Recent meta-analyses reviewed three of the four interventional studies cited [68,70] and found that 314 subjects saw no significant benefit in patients treated with vitamin D supplementation [67]. On the other hand, the study by Pettersen suggested an effect of high doses of cholecalciferol (4000 IU/d) in the amelioration of visual memory in heathy adults, particularly among those who had low levels of vitamin D at their enrolment in the trial.

As regards the supplementation of vitamin D together with calcium, a recent randomized controlled clinical trial in healthy older females showed that yogurts fortified with low doses of vitamin D (200 IU) and calcium (400 mg) given twice a day helped in the maintenance of cognitive performance [51].
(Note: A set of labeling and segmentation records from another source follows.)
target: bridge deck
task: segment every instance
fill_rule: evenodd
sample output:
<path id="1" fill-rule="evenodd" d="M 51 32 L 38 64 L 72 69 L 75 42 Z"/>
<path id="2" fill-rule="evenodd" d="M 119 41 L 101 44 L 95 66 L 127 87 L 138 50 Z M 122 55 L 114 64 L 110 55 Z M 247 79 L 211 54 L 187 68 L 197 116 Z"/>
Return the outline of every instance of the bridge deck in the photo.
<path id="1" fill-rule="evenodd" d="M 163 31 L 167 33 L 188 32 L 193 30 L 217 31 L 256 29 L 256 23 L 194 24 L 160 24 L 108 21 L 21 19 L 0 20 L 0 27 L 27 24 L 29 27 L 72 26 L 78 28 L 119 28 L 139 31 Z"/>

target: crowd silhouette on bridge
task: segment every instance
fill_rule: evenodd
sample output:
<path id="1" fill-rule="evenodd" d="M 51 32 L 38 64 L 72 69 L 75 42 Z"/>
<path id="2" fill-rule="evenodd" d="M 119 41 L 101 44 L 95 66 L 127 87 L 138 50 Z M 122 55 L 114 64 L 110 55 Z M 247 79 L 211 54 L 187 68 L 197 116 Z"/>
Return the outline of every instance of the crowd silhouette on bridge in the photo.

Taken together, these data suggest that although vitamin D may have a role in the development of the brain and in cognition, data obtained by intervention studies are not sufficient to indicate that the administration of vitamin D, even at high doses, may be useful for patients with impaired cognition. Data on the use of calcium supplements associated with vitamin D are not sufficient to recommend the double supplementation, and further studies are needed to clarify these indications.

3. Conclusions

Progressive increases in life expectancy are associated with a constant increase of chronic diseases associated with age that have a great impact on patients’ quality of life and consistently increase sanitary costs as well as the risks of sarcopenia and dementia.

Hypovitaminosis D is associated with aging and with these chronic diseases. Even though a clear pathogenic mechanism is still not elucidated, association studies have shown a relationship between low vitamin D levels and sarcopenia and dementia. However, interventional studies are not sufficient to recommend treatment with vitamin D to efficiently treat these two diseases.